Independent Study Opportunities

with Andreas Paepcke


Online Practice for Psychotherapists

Create an AI driven teaching environment for Psychotherapists

  •  Prerequisites: interest, and preferably skill, in creating avatars with realistic facial expressions, and body motions. Example preparatory classes: CS422, CS248B, CS377G. 

We have a Python framework for the textual portions of this system: a simple UI for therapist students, and communications with several LMMs. While work is still to be done in those areas, we need animated avatars of synthetic therapy patients. The avatars need to express emotions with their face, and muscle tension in their torso and limbs. They also need to speak the output of the LMMs.

Goal

We are constructing a training environment for psychotherapists. AI models generate synthetic patients with particular mental health challenges. Human therapist students must identify and respond to those underlying issues when confronted with AI generated patient statements. The system consists of both, AI generated text, and animated avatars that teach students about physical manifestations of mental states.

Animated avatar as synthetic therapy patient.


Soundscapes for Ecology Monitoring

Train algorithms to interpret audio recordings of eco systems.

  •  Prerequisites: Practical experience with LLMs through any of the applicable classes. 

We will train transformers to predict bat chirp characteristics, analogously to how chatbots are trained to predict next words, given the set of prior words.

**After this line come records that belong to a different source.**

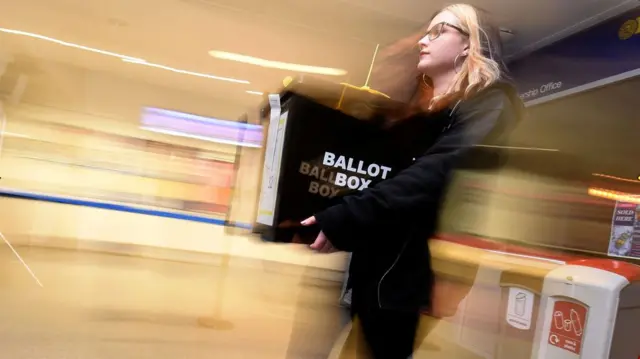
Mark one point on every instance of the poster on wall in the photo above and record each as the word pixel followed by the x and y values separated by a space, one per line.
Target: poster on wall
pixel 625 231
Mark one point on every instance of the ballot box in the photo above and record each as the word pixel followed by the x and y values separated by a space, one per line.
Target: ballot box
pixel 324 141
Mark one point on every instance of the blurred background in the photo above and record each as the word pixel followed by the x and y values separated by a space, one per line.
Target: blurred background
pixel 128 128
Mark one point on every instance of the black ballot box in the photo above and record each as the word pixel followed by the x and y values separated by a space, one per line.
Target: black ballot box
pixel 324 141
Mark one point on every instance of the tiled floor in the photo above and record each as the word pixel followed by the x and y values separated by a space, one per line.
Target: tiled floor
pixel 99 306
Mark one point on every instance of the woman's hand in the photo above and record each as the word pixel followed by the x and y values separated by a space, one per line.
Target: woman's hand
pixel 322 243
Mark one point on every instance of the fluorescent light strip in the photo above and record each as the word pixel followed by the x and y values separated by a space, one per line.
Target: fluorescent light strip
pixel 191 117
pixel 277 64
pixel 125 58
pixel 203 138
pixel 185 72
pixel 614 196
pixel 68 44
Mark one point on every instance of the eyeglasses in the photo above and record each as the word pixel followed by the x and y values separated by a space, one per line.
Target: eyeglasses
pixel 437 29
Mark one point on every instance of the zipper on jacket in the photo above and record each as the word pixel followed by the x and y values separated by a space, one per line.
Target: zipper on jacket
pixel 404 246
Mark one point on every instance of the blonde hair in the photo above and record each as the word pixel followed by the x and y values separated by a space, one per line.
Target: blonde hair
pixel 395 72
pixel 481 68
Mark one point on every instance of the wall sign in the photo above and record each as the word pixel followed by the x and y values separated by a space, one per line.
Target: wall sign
pixel 604 54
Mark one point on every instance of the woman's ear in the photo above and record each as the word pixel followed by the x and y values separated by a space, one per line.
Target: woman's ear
pixel 465 51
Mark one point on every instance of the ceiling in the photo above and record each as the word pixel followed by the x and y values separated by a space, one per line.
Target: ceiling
pixel 179 33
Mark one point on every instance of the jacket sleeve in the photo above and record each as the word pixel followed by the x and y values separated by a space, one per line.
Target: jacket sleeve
pixel 418 188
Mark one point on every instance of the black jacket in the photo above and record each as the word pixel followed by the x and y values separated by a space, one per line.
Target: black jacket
pixel 387 227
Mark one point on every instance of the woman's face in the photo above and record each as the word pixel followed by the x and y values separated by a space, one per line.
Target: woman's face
pixel 444 41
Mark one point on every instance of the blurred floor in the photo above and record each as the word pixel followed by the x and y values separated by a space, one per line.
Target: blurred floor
pixel 96 306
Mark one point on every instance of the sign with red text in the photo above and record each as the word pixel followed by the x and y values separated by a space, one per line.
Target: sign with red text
pixel 567 326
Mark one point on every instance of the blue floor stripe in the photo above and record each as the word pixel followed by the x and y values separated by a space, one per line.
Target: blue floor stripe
pixel 115 207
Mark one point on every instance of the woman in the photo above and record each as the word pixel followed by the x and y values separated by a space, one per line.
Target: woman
pixel 387 227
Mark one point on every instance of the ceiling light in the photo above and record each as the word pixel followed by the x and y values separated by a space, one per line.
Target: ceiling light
pixel 126 58
pixel 277 64
pixel 185 72
pixel 68 44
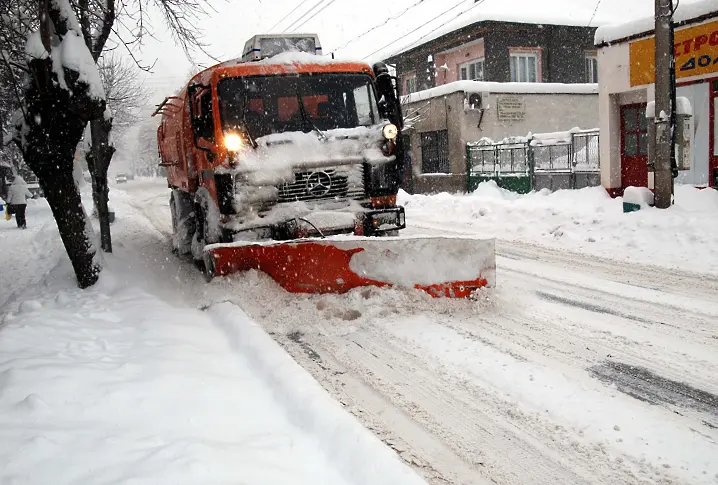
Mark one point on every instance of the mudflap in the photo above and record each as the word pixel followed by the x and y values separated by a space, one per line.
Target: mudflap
pixel 452 267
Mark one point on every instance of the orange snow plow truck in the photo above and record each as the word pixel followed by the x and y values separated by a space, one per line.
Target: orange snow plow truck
pixel 289 163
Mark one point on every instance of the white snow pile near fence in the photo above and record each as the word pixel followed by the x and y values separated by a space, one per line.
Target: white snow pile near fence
pixel 113 385
pixel 687 10
pixel 683 107
pixel 587 220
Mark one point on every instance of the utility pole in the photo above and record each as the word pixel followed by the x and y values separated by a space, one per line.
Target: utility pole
pixel 665 119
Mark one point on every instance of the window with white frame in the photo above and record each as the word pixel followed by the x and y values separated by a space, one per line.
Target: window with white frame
pixel 525 67
pixel 410 84
pixel 472 70
pixel 591 68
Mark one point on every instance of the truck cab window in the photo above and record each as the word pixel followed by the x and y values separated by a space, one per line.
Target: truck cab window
pixel 203 119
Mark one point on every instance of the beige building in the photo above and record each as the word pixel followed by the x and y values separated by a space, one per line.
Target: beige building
pixel 626 64
pixel 442 120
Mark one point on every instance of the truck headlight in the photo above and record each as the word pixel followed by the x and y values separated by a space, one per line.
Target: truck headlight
pixel 390 131
pixel 233 142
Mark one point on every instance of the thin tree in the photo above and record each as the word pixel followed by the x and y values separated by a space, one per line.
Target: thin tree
pixel 48 62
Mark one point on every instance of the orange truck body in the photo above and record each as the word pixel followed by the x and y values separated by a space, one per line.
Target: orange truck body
pixel 184 161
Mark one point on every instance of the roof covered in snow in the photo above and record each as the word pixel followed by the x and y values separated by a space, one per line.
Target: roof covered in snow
pixel 686 12
pixel 554 12
pixel 493 87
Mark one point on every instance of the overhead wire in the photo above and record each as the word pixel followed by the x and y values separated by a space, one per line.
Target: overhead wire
pixel 288 15
pixel 311 9
pixel 595 10
pixel 378 26
pixel 317 13
pixel 478 2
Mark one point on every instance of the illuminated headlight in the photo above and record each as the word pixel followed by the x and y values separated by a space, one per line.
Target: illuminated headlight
pixel 233 142
pixel 390 131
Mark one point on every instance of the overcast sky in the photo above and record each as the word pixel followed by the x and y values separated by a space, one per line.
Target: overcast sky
pixel 234 21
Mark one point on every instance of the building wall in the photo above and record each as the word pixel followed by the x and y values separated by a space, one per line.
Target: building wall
pixel 562 58
pixel 544 113
pixel 615 90
pixel 454 58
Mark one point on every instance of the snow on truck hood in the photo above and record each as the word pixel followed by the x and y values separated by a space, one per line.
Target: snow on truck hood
pixel 278 155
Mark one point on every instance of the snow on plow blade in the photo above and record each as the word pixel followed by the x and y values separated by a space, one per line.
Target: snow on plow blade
pixel 442 266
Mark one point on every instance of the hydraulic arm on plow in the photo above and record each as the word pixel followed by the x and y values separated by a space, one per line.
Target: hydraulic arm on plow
pixel 288 163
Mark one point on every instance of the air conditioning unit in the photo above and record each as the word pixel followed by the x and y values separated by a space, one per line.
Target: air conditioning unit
pixel 476 101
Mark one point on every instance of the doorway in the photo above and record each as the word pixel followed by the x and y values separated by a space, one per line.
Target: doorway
pixel 634 145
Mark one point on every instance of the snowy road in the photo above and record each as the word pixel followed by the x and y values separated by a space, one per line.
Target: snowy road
pixel 575 369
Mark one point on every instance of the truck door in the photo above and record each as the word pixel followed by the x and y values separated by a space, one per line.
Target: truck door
pixel 203 130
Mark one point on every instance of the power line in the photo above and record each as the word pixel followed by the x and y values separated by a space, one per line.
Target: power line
pixel 479 2
pixel 318 12
pixel 311 9
pixel 287 16
pixel 595 10
pixel 377 26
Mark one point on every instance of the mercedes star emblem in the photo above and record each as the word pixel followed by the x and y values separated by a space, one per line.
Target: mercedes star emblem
pixel 318 184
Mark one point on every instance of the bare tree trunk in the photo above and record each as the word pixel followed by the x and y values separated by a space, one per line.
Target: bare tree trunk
pixel 98 162
pixel 49 152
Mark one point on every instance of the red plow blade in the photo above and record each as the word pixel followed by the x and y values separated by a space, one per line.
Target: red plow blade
pixel 442 266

Each chirp is characterized by about 110 physical measures, of which 35 explain 90% of chirp variance. The consequent dimensionality reduction may help us with this work.

We will test how well our predictions do, and hope to generate chirps that might make sense to bats; again, analogously to chatbots generating words.

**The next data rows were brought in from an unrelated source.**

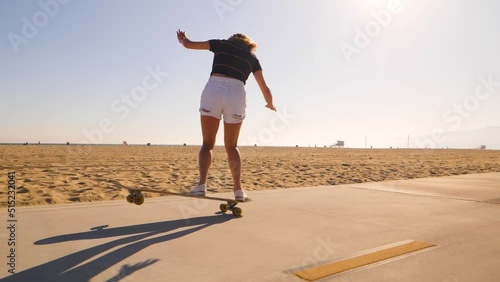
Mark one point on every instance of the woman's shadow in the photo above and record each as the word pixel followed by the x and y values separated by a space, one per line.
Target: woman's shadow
pixel 64 268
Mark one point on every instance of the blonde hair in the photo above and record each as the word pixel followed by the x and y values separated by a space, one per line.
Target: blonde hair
pixel 244 40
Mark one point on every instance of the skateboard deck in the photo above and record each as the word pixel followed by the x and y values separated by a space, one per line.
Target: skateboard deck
pixel 135 197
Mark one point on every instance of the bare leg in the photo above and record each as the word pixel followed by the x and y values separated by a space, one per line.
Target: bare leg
pixel 209 128
pixel 231 134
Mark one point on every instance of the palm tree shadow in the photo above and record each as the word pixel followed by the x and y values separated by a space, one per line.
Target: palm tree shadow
pixel 127 269
pixel 64 268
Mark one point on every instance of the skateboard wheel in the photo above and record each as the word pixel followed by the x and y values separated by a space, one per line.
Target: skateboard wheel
pixel 130 199
pixel 223 207
pixel 237 211
pixel 139 200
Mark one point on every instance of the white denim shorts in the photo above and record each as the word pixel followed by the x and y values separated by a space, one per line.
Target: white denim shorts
pixel 224 97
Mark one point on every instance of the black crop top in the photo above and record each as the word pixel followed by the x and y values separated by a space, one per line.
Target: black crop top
pixel 233 59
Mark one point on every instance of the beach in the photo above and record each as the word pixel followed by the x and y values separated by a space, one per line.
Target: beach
pixel 60 174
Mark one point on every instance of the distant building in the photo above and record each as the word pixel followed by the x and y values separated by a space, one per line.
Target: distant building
pixel 339 144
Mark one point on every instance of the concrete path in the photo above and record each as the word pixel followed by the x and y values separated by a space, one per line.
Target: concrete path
pixel 281 232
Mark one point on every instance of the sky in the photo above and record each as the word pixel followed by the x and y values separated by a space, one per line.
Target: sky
pixel 369 72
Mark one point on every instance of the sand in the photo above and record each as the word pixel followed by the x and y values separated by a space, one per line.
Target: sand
pixel 59 174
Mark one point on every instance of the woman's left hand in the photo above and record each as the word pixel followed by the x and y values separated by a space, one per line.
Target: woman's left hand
pixel 181 35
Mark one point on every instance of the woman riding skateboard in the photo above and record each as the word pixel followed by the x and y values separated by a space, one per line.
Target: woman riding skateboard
pixel 224 97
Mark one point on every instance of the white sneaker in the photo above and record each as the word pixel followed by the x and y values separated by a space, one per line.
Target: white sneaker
pixel 198 190
pixel 241 196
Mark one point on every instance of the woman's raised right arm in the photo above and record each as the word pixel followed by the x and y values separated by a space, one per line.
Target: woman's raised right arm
pixel 201 45
pixel 266 92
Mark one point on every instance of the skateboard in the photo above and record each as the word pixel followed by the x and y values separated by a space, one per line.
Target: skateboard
pixel 136 197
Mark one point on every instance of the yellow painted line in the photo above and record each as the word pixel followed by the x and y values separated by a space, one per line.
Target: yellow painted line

While it would be difficult to observe bat reactions to synthesized chirps, we can embed our synthetic chirps, and see whether they cluster similarly to the naturally produced sounds.

We plan to use fluctuations in prediction confidence to detect possible edges of idiomatic chirp sequences.

Goal

Audio recordings of eco systems offer an inexpensive method for monitoring changes in the presence of animals, and annual environmental rhythms. In fact, groups of species are specialized to use particular parts of the audible and inaudible spectra. We focus on recordings of bat chirps, and try to predict the details of chirps, given their context. We also try to find edges of bat 'idioms'.

Envisioned architecture for analyzing bat chirps. Other options are wide open. 


Teaching Choreography Online

A distributed system for teaching choreography remotely

  • Prerequisites: Python. Experience with distributed systems.

We will try to use any appropriate distributed robotics simulator, such as Gazebo, to prototype an infrastructure that enables team-based teaching of choreography remotely. Choreography is not dancing. It is the design, the creation of dance steps that will then be danced by artists.

Using robotic creatures as artists would introduce new challenges into choreography. We could create modified gravity worlds, or animal artists with their non-human constraints. We would like target students to collaborate remotely through the infrastructure as they design dances together.

The infrastructure should also enable an instructor to monitor, and support students in their assignments.

Goal

We will develop infrastructure and (with help) pedagogy for teaching choreography entirely online. Choreography is the activity of designing dances. Geographically distant students will be able to work on dance design exercises together. The 'performers' will be avatars of any shape. They will operate in a 3D robotics simulation environment. Students will continuously be able to observe their teammates' work.

An online, collaborative choreography design infrastructure would provide freedom from constraints that limit choreographers for human artists.


The projects below are no longer available


Which Courses, and Why?

Explore what vector space embeddings of courses taken by students can reveal about pathways through college.

  • Prerequisites: CS224W preferred; OK to take simultaneously. Alternatively: CS224N, CS246. Light-weight SQL familiarity, knowledge of PyTorch/TensorFlow a plus.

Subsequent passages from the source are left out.